Our event policy watches for a ping_test_failed event with RPM owner bgp-mon and test name icmp-test, sounds familiar. If those events are met, we clear the bgp session with neighbor 192.168.0.0.
Verification
We configured the RPM test and the event policy. Let’s see how it works. To simulate an outage, I deactivated the far-end interface of the target (192.168.0.0). Normally, without a link-down event BGP would take up to a full 90s hold-time to tear down the session. With RPM configured, we notice within a 5s interval with our config.

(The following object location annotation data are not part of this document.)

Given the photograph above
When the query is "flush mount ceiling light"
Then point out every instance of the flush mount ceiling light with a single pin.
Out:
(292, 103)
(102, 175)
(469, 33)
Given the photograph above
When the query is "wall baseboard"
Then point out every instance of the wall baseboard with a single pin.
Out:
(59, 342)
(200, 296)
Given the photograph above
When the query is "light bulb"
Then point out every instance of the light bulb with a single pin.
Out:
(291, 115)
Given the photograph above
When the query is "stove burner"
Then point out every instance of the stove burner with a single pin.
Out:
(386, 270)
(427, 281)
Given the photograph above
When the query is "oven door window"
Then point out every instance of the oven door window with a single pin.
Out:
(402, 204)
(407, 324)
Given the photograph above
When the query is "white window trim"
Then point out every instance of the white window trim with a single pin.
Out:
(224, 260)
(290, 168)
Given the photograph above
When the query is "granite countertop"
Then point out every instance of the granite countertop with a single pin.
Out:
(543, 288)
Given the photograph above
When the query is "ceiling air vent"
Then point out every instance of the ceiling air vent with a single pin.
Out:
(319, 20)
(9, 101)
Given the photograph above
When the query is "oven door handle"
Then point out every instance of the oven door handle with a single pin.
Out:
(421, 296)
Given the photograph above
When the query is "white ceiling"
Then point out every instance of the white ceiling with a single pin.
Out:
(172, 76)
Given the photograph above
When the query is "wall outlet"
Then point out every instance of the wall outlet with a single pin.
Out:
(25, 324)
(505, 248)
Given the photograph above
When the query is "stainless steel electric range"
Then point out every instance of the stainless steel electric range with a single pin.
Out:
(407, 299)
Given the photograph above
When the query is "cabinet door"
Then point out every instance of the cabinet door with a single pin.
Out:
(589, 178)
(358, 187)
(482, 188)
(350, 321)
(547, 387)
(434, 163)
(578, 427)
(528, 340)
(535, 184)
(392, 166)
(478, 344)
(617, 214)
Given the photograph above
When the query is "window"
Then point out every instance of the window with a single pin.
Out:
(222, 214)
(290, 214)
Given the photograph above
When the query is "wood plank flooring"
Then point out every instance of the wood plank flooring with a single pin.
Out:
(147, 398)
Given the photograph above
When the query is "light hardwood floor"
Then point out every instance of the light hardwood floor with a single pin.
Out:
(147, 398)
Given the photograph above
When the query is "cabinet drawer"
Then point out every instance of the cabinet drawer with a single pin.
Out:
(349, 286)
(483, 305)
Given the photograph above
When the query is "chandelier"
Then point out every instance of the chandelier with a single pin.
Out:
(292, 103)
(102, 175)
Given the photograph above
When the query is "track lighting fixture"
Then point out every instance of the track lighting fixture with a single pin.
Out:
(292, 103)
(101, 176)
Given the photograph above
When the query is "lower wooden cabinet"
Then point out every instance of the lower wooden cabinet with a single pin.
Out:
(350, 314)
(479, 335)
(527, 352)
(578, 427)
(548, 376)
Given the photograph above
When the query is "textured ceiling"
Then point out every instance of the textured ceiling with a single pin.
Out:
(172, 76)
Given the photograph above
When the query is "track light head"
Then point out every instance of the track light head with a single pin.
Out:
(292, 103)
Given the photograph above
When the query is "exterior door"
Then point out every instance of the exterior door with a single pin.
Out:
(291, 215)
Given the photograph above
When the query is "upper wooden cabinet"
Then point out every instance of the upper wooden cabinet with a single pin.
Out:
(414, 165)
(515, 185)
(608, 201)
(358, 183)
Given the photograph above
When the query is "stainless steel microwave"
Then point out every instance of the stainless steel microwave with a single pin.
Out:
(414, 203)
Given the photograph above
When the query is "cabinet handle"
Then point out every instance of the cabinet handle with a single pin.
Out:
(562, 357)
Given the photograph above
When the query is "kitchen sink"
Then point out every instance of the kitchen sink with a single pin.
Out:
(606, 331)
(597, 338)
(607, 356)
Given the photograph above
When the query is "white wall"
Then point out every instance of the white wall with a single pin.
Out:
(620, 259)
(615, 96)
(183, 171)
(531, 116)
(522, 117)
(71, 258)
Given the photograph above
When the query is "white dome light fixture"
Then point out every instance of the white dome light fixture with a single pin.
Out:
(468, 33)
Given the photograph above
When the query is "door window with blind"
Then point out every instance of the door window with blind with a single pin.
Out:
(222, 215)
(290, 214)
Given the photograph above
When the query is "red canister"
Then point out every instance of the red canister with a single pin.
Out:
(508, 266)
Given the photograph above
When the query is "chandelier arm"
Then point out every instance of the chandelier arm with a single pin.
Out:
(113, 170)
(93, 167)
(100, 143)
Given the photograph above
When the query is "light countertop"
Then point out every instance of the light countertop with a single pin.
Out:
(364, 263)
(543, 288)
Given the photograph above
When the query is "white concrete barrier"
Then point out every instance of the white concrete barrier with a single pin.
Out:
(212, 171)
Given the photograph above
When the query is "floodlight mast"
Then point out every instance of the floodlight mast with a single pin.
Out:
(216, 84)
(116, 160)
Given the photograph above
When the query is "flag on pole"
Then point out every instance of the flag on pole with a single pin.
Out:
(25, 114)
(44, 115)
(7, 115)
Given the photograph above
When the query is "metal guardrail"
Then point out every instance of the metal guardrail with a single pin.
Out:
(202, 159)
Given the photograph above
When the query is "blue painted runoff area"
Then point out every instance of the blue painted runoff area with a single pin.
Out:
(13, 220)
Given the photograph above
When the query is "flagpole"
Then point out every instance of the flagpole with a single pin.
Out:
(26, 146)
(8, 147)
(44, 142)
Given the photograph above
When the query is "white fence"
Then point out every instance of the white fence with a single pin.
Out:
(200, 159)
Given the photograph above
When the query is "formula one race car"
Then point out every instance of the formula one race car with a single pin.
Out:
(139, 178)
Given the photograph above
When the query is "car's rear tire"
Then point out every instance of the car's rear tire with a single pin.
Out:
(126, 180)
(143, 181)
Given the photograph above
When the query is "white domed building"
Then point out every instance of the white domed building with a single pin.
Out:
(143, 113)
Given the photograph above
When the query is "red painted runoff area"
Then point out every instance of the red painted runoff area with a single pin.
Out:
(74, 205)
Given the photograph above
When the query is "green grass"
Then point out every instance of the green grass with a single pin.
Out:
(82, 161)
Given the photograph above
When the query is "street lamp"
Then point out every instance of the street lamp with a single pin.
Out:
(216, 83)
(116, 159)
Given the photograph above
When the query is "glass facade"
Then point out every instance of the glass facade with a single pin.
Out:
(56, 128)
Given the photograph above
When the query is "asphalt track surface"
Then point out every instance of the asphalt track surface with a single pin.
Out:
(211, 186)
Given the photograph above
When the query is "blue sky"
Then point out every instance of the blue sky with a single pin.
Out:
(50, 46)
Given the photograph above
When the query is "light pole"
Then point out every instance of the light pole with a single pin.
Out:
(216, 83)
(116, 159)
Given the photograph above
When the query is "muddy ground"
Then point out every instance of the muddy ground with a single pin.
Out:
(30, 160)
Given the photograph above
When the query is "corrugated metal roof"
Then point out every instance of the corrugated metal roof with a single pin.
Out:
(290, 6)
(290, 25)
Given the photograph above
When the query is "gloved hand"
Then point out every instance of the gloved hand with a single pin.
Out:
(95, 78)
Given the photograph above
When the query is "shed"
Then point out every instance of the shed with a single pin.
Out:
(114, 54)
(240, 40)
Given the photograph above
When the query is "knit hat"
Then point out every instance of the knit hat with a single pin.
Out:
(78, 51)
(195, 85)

set system syslog file daemon-info.log daemon info
set system syslog file interactive-commands interactive-commands any
root@R1# run show log daemon-info.log
Feb 12 17:30:14 R1 rmopd[9650]: PING_PROBE_FAILED: pingCtlOwnerIndex = bgp-mon, pingCtlTestName = icmp-test
Feb 12 17:30:19 R1 rmopd[9650]: PING_PROBE_FAILED: pingCtlOwnerIndex = bgp-mon, pingCtlTestName = icmp-test
Feb 12 17:30:19 R1 rmopd[9650]: PING_TEST_FAILED: pingCtlOwnerIndex = bgp-mon, pingCtlTestName = icmp-test
Feb 12 17:30:25 R1 rmopd[9650]: PING_PROBE_FAILED: pingCtlOwnerIndex = bgp-mon, pingCtlTestName = icmp-test
Feb 12 17:30:30 R1 rmopd[9650]: PING_PROBE_FAILED: pingCtlOwnerIndex = bgp-mon, pingCtlTestName = icmp-test
Feb 12 17:30:30 R1 rpd[7597]: bgp_peer_mgmt_clear:8430: NOTIFICATION sent to 192.168.0.0 (External AS 64511): code 6 (Cease) subcode 4 (Administratively Reset), Reason: Management session cleared BGP neighbor
Feb 12 17:30:40 R1 rmopd[9650]: PING_TEST_COMPLETED: pingCtlOwnerIndex = bgp-mon, pingCtlTestName = icmp-test
root@R1> show log interactive-commands | last 20
Feb 13 20:34:25 R1 mgd[10531]: UI_CMDLINE_READ_LINE: User 'root', command 'rpc command clear bgp neighbor 192.168.0.0 '
Feb 13 20:34:25 R1 mgd[10531]: UI_JUNOSCRIPT_CMD: User 'root' used JUNOScript client to run command 'clear-bgp-neighbor neighbor=192.168.0.0'
Feb 13 20:34:25 R1 mgd[10531]: UI_LOGOUT_EVENT: User 'root' logout
We see above the ping test fails, and the event policy triggers the event action, bgp session to neighbor 192.168.0.0 is torn down successfully. In my test, ping probes keep failing until the end-target comes back online again, but the bgp session isn’t torn down repeatedly after the first time.
Man, sure would be nice if there was a protocol that did all this without special on-box work!
That protocol is BFD (Bidirectional Forwarding Detection) and it must be a HUGE operational toll for some transit providers to configure it. It’s only been around for a decade.